Il y avait deux grandes familles de noms convoités :
– Les combinaisons de deux mots simples, souvent géographiques et sectoriels, comme TahitiImmobilier.com. Ces noms avaient une valeur « parlante » immédiate : ils racontaient déjà une histoire.
– Et puis, il y avait les joyaux : les mots uniques, courts, universels, presque mythiques, comme Immobilier.com ou Cars.com. Ceux-là atteignaient des sommets vertigineux dès les premières ventes, car tout le monde savait qu’ils deviendraient des adresses incontournables.

Je me souviens encore de ma fascination lorsque je voyais passer les records : Cars.com vendu pour 872 millions de dollars, CarInsurance.com pour près de 50 millions, Insurance.com pour 35 millions… Ces chiffres semblaient irréels à l’époque. Et pourtant, ce n’était que le début. D’autres suivraient : VacationRentals.com à 35 millions, PrivateJet.com à un peu plus de 30 millions, Voice.com au même prix. Même un mot aussi simple que Sex.com atteignait les 13 millions. Le marché s’emballait, porté par l’ambition et la spéculation.
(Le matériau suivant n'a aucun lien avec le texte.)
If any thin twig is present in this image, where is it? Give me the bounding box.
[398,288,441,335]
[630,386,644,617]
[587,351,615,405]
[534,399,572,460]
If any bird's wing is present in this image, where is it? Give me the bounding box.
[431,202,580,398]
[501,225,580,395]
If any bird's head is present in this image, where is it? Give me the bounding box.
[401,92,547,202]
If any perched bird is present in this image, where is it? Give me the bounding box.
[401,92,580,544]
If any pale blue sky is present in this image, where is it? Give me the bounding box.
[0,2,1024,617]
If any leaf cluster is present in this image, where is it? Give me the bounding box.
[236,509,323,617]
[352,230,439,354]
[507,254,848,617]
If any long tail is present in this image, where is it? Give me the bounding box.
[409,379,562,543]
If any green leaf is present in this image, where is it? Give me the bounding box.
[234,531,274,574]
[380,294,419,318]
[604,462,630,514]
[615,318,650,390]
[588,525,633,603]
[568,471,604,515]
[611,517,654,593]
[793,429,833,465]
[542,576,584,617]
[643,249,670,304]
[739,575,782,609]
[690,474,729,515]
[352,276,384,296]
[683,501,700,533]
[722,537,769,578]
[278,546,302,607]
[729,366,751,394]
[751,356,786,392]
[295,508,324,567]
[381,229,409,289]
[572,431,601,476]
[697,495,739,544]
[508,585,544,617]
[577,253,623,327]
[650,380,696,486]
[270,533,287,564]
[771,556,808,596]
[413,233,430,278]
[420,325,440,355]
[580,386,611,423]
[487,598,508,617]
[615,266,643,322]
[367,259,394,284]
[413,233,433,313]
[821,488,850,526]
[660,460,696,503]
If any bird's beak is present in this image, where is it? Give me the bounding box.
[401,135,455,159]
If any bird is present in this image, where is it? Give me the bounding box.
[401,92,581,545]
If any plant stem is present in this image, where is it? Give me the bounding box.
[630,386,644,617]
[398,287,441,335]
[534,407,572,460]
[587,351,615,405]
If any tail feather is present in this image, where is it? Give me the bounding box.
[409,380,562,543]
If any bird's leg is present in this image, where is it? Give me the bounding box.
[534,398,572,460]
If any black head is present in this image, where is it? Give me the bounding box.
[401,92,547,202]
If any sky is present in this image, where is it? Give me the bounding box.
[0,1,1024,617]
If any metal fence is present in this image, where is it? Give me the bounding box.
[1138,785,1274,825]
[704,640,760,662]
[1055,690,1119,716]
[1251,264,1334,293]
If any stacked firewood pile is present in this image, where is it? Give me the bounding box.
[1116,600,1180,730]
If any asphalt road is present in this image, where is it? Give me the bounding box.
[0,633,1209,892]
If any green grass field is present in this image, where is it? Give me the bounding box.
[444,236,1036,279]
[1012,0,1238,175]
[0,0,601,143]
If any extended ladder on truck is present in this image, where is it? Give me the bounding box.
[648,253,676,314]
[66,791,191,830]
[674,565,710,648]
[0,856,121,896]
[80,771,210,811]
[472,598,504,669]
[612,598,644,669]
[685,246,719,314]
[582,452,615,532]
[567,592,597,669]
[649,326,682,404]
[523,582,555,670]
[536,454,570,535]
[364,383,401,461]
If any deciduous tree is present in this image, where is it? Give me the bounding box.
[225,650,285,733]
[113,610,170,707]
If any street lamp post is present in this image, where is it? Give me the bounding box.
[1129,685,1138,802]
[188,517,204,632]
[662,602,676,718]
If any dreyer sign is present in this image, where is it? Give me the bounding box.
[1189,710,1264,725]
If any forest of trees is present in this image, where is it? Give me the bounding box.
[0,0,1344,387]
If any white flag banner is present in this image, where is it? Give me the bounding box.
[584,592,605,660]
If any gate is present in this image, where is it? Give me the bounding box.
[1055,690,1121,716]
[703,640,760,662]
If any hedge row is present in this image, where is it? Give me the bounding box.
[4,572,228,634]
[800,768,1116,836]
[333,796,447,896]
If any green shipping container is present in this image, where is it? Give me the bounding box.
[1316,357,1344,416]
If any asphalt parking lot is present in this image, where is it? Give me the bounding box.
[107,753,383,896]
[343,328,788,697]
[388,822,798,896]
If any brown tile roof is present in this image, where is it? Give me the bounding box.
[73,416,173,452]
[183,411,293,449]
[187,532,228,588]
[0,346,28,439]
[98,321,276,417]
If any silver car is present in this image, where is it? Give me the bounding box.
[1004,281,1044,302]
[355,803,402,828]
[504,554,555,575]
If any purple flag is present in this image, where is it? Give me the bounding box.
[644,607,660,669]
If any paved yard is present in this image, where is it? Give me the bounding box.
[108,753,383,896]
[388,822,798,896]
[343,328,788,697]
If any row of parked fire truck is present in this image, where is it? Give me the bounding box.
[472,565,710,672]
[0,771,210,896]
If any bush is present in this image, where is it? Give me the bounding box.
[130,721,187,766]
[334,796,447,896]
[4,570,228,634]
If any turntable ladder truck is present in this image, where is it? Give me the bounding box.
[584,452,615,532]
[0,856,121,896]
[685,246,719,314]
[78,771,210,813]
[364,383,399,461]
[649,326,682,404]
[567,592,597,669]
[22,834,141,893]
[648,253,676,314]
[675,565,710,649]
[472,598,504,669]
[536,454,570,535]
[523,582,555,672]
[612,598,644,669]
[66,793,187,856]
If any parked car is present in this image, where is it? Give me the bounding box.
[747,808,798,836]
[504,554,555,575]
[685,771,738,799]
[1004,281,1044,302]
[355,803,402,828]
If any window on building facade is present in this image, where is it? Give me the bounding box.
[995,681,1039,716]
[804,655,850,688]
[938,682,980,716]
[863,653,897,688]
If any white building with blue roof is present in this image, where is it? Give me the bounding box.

Vingt-cinq ans plus tard, en 2025, cette fièvre n’est pas retombée. Des noms comme Icon.com, Commerce.com, Fuse.com, Sword.com ou même des acronymes énigmatiques comme QEIP.com continuent de s’arracher à prix d’or. Les acheteurs sont désormais des géants : holdings internationales, banques d’investissement, start-ups en hypercroissance. Derrière chaque transaction se cache une stratégie d’influence et de visibilité.

Pour ma part, je n’ai jamais joué dans cette ligue stratosphérique, mais je n’étais pas non plus un amateur. Mes ventes, bien que plus modestes, ont parfois dépassé les milliers de dollars, ce qui restait considérable pour des enregistrements achetés à trente dollars. Je me souviens des soirées passées sur eBay, suivant minute par minute les enchères qui s’emballaient ; des négociations menées sur des forums spécialisés où chaque message était pesé comme une carte dans une partie de poker. J’ai ainsi vendu des centaines de noms : MissTahiti.com, HawaiiRe.com (pour « Hawaii Real Estate », l’immobilier à Hawaï), et bien d’autres dont je tairai l’identité par respect des clauses de confidentialité signées avec mes acheteurs.

À cette époque, mon marché était presque exclusivement anglophone : les noms en anglais s’exportaient partout, portés par une demande mondiale. Le français, lui, avait encore peu d’acheteurs, mais je n’ai jamais cessé d’y croire. Certains de mes noms ciblant Tahiti en point com (tahitiimmobilier.com, TahitiVoyages.com, TahitiShirts.com…) dorment encore aujourd’hui dans mon portefeuille numérique. Je les garde comme on garde une bouteille de vin précieuse : certains pour une vente future, d’autres pour des projets personnels que je n’ai pas encore révélés.

Quand je repense à ces années, je mesure à quel point elles ont façonné ma vision du numérique. Ce métier, à la croisée de la créativité et de la spéculation, m’a appris à voir le potentiel caché derrière un simple mot. Et parfois, je souris en me disant qu’à l’ère où tout le monde parlait d’or noir ou de mines de diamants, moi, je creusais dans un dictionnaire.